The idea is to choose poles of first order $\frac{a_n}{z-z_n}$ at countable many $z_n \in \partial U$ such that they are dense in $\partial U$ and then to add these poles to a holomorphic function on $U$.

Let $z_n$ be a sequence of pairwise distinct complex numbers dense in $\partial U$.

Proposition 1: There exist two sequences $a_n, u_n$ of complex numbers such that

• for all $n \in \mathbb{N}$: $u_n \in U$ and $|u_n-z_n| < \frac{1}{n}$,
• for all $n \in \mathbb{N}$: $|a_n|\leq \frac{1}{n^2}$ and
• for all $k,n \in \mathbb{N}$ with $k \leq n$: $|f_n(u_k)| > k$,

where we define the $f_n$ through $$f_n(z) := \sum_{k=1}^n \frac{a_k}{z-z_k}.$$

Proposition 2: These $f_n$ converge locally uniformly to a holomorphic function $f$ on $U$, and $f$ is singular at each point in $\partial U$.

Proof of Proposition 1: We prove by induction. $z_1$ is given and we choose $a_1 = 1$. Choose further $u_1 \in U$ close enough to $z_0$ (since $z_0$ lies on the boundary of $U$ we have elements in $U$ arbitrarily close to $z_0$), such that $|f_1(u_1)| = |\frac{1}{u_1-z_1}| > 1$ and $|u_1-z_1|<1$. This was the case $n=1$.

Assume the proposition holds for the elements of the sequences up to $n-1$. Again we have $z_n$ given and choose $a_n$ such that for all $k \leq n-1$: $$|f_{n-1}(u_k)| > k \implies |f_n(u_k)| > k$$

For example, $$|a_n| < \min_{k=1, \dots, n-1} (|f_{n-1}(u_k)|-k)|u_k-z_n|$$ suffices.

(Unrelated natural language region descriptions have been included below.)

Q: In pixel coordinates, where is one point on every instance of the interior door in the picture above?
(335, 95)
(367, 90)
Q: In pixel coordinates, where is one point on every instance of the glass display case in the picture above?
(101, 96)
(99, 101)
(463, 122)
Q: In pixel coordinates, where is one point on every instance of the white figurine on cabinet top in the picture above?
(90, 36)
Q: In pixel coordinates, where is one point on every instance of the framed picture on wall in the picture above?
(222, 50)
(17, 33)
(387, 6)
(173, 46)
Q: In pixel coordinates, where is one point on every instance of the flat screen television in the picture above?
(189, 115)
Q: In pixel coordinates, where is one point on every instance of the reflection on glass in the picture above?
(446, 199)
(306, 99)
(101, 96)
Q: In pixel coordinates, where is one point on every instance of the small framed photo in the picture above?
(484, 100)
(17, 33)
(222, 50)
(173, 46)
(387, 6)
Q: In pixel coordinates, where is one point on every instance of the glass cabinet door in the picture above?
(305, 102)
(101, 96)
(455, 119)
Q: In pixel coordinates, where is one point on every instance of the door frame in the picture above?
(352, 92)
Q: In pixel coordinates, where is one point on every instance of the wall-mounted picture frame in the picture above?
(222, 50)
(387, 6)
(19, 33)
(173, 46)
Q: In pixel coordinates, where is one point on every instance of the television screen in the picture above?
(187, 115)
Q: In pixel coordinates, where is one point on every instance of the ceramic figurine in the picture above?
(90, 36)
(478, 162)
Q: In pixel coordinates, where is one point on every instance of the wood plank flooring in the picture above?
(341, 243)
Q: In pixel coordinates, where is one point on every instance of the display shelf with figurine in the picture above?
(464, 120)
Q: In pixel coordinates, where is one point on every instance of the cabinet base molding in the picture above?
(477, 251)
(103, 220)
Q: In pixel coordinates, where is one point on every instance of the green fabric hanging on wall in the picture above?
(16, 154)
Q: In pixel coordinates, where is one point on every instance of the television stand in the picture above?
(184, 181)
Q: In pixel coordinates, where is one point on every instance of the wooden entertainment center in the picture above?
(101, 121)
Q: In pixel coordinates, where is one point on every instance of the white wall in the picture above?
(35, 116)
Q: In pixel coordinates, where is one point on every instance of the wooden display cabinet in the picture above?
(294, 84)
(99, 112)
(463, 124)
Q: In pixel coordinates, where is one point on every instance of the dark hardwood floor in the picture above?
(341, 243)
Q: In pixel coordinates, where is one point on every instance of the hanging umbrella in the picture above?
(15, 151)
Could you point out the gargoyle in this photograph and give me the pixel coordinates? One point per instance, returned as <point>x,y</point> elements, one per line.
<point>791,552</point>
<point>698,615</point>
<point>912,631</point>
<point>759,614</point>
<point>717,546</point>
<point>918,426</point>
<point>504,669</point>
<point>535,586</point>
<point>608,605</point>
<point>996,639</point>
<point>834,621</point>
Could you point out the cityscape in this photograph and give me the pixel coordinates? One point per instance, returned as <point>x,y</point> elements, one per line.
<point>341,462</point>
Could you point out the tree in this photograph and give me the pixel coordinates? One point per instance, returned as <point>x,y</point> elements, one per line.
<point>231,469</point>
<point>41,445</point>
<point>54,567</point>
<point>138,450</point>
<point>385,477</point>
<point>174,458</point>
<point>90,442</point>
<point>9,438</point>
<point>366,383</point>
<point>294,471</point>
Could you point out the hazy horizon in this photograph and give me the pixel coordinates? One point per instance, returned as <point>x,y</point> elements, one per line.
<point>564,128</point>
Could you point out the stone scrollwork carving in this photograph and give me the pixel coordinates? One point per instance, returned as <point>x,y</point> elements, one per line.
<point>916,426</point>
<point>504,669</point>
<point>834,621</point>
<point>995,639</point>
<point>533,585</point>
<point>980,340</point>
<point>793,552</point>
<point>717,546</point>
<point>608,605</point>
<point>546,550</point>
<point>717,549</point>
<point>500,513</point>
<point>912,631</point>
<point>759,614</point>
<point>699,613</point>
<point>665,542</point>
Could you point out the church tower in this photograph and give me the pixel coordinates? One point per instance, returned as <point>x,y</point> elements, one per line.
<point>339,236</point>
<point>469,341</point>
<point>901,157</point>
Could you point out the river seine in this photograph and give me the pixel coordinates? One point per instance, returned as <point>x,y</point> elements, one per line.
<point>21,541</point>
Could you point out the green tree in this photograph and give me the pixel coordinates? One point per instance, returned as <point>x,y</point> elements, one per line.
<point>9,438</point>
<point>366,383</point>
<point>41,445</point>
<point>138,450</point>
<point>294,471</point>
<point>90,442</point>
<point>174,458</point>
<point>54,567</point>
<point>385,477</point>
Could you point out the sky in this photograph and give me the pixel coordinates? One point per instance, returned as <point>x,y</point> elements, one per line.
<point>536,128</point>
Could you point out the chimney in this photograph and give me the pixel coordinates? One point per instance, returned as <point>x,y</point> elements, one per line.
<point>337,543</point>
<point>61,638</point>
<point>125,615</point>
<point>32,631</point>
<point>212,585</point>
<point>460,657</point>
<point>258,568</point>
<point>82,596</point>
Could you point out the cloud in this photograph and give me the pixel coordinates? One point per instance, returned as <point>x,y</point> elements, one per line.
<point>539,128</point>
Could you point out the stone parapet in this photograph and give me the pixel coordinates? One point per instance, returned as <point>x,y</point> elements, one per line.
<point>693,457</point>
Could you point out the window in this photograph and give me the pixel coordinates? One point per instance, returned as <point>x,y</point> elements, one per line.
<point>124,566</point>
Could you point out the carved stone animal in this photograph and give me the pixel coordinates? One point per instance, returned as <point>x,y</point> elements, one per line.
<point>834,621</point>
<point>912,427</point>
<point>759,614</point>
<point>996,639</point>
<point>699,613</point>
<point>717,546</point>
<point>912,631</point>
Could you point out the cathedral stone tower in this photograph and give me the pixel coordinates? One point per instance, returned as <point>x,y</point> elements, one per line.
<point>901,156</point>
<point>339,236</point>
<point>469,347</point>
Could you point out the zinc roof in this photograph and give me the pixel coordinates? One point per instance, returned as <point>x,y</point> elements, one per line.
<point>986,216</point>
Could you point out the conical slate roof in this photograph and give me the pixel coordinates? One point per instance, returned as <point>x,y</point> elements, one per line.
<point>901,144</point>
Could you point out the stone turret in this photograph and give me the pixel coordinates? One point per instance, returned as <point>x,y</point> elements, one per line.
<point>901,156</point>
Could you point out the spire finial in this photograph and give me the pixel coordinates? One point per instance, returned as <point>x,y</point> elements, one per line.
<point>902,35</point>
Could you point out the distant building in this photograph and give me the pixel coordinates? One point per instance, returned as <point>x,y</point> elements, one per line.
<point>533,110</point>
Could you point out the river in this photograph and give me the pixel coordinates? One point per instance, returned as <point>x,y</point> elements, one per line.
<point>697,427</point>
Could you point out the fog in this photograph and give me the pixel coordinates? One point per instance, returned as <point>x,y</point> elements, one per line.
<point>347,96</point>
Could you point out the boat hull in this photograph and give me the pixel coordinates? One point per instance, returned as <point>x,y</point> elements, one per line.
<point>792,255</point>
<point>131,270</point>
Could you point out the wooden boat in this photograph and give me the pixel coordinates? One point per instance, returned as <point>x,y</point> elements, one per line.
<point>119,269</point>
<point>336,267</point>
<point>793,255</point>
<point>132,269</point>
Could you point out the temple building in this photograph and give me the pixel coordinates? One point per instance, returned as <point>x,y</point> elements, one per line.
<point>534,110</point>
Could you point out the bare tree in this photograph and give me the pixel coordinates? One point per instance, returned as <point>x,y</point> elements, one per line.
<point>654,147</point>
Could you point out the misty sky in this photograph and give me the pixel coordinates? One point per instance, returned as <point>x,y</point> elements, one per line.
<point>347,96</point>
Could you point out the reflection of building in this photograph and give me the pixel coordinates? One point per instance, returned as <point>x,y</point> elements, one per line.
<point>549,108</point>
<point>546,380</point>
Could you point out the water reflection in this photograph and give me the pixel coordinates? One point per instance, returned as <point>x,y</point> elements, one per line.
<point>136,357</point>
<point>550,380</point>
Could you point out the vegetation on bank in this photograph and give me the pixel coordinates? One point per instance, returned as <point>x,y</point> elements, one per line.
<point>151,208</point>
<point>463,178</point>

We can also ensure $|a_n| \leq \frac{1}{n^2}$. We have left to choose $u_n$: Choose it close enough to $z_n$ such that $|f_n(u_n)| > n$ and $|u_n-z_n| < \frac{1}{n}$ holds. This proves the proposition.

Proof of Proposition 2: Let $u \in U$ and $r > 0$ such that $B_{2r}(u) \subset U$. The sequence of holomorphic functions $f_n$ converges uniformly on $B_r(u)$, because each $v \in B_r(u)$ has distance further than $r$ to all $z_n \in \partial U$ and therefore, for all $n < m$: $$|f_n(v) - f_m(v)| \leq \sum_{k=n+1}^m \frac{|a_k|}{r} \leq\frac{1}{r} \sum_{k=n+1}^m \frac{1}{k^2}$$ This shows locally uniform convergence of $f_n$ to a holomorphic function $f$.

Further, if $f$ wasn't singular in $z \in \partial U$, then $f$ would be bounded near $z$. But in every neighbourhood of $z$ there are infinitely many $z_n$ and thus also infinitely many $u_n$. Now $|f(u_n)| \geq n$ contradicts boundedness (the condition $|f_n(u_k)| > k$ becomes $|f(u_n)| \geq n$ due to uniform convergence). Q.E.D.